No matter how individual we humans are, we are a composite of everything we are aware of. We are a mirror of our times.
Early in school, they called me 'the artist. ' When teachers wanted things painted, they called upon me, they called upon 'the artist. ' I am not saying that I learned my name, animals can learn their names, I am saying that they learned it.
I feel totally female. I didn't compete with men and I don't want to look like a man! I love being a lady and dressing up and masquerading and wearing all the fineries. I'm breaking down the idea that the artist has to look poor, with berets.
And I saw darkness for weeks. It never dawned on me that I could come out of it, but you heal. Nature heals you, and you do come out of it. All of a sudden I saw a crack of light. . . then all of a sudden I saw another crack of light. Then I saw forms in the light. And I recognized that there was no darkness, that in darkness there'll always be light.

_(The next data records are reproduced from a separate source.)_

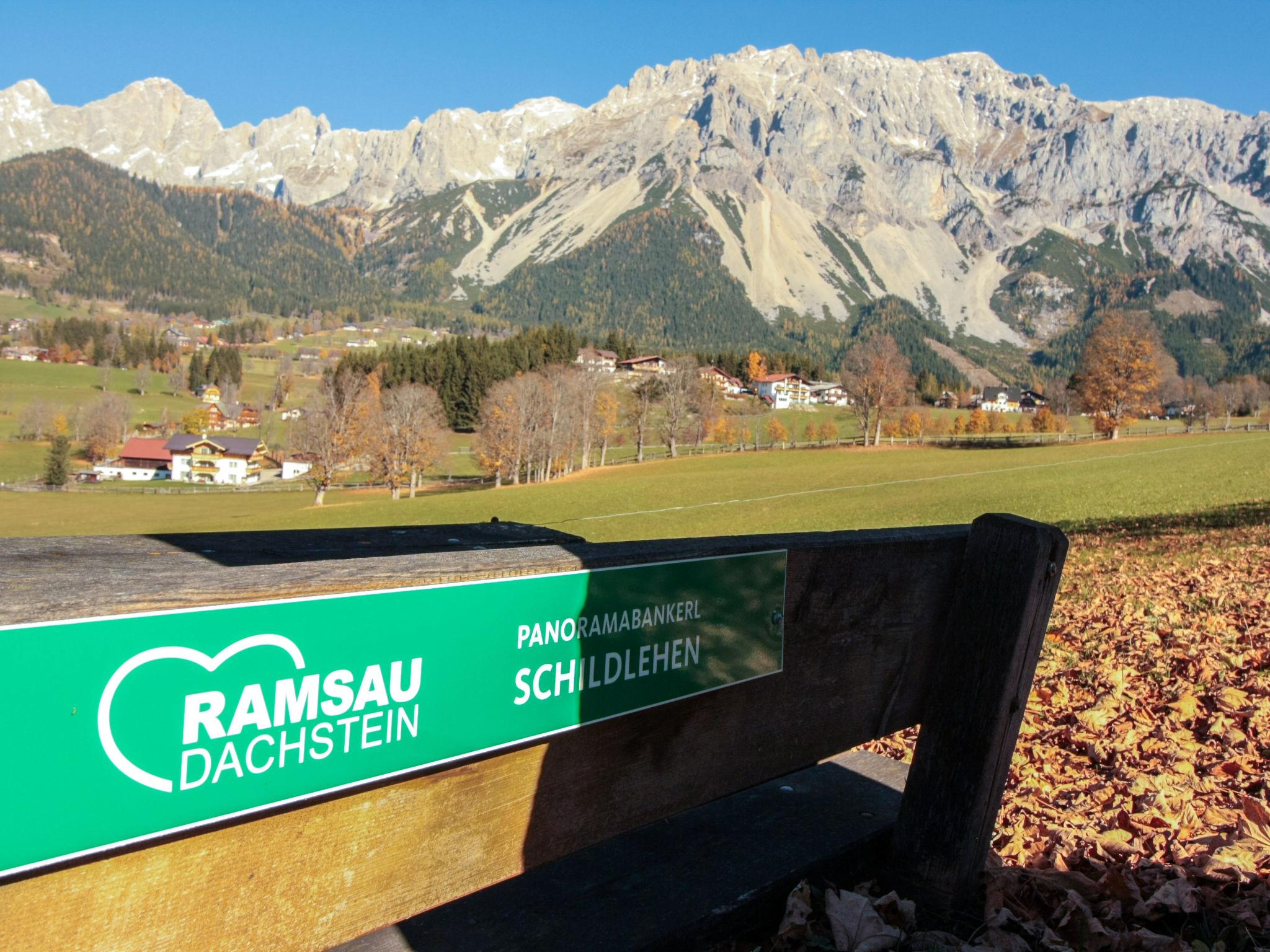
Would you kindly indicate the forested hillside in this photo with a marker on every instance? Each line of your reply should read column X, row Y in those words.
column 655, row 275
column 102, row 232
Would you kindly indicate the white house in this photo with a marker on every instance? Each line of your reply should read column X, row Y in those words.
column 828, row 394
column 593, row 358
column 644, row 364
column 296, row 465
column 784, row 390
column 722, row 380
column 219, row 460
column 140, row 460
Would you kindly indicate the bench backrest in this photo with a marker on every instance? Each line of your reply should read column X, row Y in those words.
column 882, row 630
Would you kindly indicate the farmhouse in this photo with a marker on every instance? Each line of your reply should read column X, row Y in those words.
column 220, row 460
column 141, row 460
column 593, row 358
column 1011, row 400
column 296, row 465
column 24, row 353
column 723, row 381
column 781, row 390
column 828, row 394
column 644, row 364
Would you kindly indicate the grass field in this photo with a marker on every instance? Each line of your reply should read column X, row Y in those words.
column 797, row 491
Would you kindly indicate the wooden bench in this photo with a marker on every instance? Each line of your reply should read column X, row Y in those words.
column 654, row 828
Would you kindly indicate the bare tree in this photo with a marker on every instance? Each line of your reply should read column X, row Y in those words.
column 106, row 425
column 328, row 431
column 639, row 413
column 876, row 375
column 408, row 434
column 678, row 387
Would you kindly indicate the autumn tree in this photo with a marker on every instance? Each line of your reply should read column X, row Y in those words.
column 106, row 425
column 1119, row 371
column 756, row 366
column 605, row 420
column 639, row 413
column 876, row 375
column 195, row 421
column 776, row 431
column 328, row 432
column 678, row 386
column 406, row 434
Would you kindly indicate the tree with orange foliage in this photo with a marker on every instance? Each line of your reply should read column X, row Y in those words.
column 876, row 375
column 1119, row 371
column 756, row 366
column 776, row 431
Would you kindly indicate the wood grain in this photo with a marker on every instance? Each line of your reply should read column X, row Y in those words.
column 974, row 705
column 865, row 612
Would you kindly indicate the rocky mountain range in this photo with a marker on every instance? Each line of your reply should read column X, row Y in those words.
column 985, row 197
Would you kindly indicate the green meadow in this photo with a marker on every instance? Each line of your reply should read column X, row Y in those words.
column 735, row 493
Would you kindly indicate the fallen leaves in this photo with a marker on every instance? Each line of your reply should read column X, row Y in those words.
column 1135, row 811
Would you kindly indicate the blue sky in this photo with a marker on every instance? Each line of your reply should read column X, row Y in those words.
column 376, row 65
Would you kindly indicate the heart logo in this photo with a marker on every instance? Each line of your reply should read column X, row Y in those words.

My husband's family was terribly refined. Within their circle you could know Beethoven, but God forbid if you were Beethoven.
I still want to do my work. I still want to do my livingness. And I have lived. I have been fulfilled. I recognized what I had, and I never sold it short. And I ain't through yet.
I see no reason why I should tickle stones or waste time on polishing bronze.
I'm a work horse. I like to work. I always did. I think that there is such a thing as energy, creation overflowing. And I always felt that I have this great energy and it was bound to sort of burst at the seams, so that my work automatically took its place with a mind like mine. I've never had a day when I didn't want to work. I've never had a day like that. And I knew that a day I took away from the work did not make me too happy. I just feel that I'm in tune with the right vibrations in the universe when I'm in the process of working. . . . In my studio I'm as happy as a cow in her stall.
Most of us have to be transplanted before we blossom.
I believe that the physical is the geography of the being.
True strength is delicate.
I think most artists create out of despair. The very nature of creation is not a performing glory on the outside, it's a painful, difficult search within.
It's a hell of a thing to be born, and if you're born you're at least entitled to your own self.